To determine the association between T cell activation and long COVID
symptoms, researchers compared post-acute COVID-19 participants with
and without long COVID symptoms at the time of PET imaging. Those with
long COVID symptoms reported a median of 5.5 symptoms at the time of
imaging. Findings showed a “modestly higher uptake” of the agent in
the spinal cord, hilar lymph nodes, and colon/rectal wall in those
with long COVID symptoms.

In participants with long COVID who reported five or more symptoms at
the time of imaging, researchers observed higher levels of
inflammatory markers, “including proteins involved in immune
responses, chemokine signaling, inflammation responses, and nervous
system development.” Compared to both pre-pandemic controls and those
participants who had COVID-19 and completely recovered, people with
long COVID showed higher T cell activation in the spinal cord and gut
wall.

Although the researchers attribute their findings to SARS-CoV-2
infection, all but one participant had received at least one COVID-19
vaccination prior to PET imaging. To minimize the impact of
vaccination on T cell activation, PET imaging was performed more than
60 days from any vaccine dose except in one participant who received a
booster vaccine dose six days prior to imaging. Except for that one
participant, people who had received a COVID-19 vaccine within four
weeks of imaging were excluded.
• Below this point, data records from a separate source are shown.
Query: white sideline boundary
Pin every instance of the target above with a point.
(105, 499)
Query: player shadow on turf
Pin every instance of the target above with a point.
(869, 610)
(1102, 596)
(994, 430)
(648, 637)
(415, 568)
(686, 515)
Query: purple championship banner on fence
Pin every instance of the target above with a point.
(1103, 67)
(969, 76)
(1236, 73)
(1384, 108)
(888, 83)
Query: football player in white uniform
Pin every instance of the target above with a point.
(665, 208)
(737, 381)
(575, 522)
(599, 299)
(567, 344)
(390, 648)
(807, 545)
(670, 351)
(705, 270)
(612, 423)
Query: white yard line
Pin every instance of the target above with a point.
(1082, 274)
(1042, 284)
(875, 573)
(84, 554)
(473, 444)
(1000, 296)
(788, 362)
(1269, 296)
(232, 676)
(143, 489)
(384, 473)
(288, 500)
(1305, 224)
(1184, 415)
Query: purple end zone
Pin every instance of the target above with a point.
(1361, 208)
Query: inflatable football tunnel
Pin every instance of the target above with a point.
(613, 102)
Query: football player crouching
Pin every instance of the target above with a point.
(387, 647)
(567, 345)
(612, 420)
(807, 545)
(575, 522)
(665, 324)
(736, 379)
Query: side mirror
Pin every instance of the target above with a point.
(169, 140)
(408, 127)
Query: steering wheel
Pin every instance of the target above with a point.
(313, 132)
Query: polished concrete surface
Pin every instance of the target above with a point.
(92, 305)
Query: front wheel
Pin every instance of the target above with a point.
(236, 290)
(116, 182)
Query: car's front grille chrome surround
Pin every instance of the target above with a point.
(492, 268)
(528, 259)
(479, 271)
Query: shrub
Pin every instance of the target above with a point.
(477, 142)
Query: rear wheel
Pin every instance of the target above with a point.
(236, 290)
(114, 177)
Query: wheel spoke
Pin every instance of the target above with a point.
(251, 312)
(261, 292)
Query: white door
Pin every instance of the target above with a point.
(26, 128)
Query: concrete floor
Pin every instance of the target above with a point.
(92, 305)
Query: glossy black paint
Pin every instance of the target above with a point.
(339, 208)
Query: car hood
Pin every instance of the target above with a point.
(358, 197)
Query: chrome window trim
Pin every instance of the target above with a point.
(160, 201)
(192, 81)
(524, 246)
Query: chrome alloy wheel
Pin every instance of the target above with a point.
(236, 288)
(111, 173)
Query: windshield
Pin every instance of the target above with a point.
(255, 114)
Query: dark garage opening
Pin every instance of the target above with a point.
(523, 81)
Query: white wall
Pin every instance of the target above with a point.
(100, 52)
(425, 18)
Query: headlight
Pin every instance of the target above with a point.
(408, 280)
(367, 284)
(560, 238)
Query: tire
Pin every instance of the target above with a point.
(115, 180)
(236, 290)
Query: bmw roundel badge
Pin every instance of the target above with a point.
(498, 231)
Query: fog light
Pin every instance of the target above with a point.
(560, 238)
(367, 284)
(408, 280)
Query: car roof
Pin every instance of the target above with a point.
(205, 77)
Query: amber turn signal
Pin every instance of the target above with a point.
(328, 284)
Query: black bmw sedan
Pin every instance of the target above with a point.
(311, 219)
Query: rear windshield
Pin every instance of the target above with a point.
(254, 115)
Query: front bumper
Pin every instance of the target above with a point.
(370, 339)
Researchers also grouped participants
by receipt of a COVID-19 dose greater than or less than 180 days prior
to PET imaging—although vaccinated participants would have undoubtedly
been included in both groups.

The researchers said their study had several other limitations,
including small sample size, limited correlative studies, evolving
variants, rapid and inconsistent rollout of COVID-19 vaccines, which
required them to shift their imaging protocols, using pre-pandemic
individuals as controls, and the extreme difficulty of finding people
who had never been infected with SARS-CoV-2.

"In summary, our results provide provocative evidence of long-term
immune system activation in several specific tissues following
SARS-CoV-2 infection, including in those experiencing Long COVID
symptoms," the researchers concluded. "We identified that SARS-CoV-2
persistence is one potential driver of this ongoing activated immune
state, and we show that SARS-CoV-2 RNA may persist in gut tissue for
nearly 2 years after the initial infection."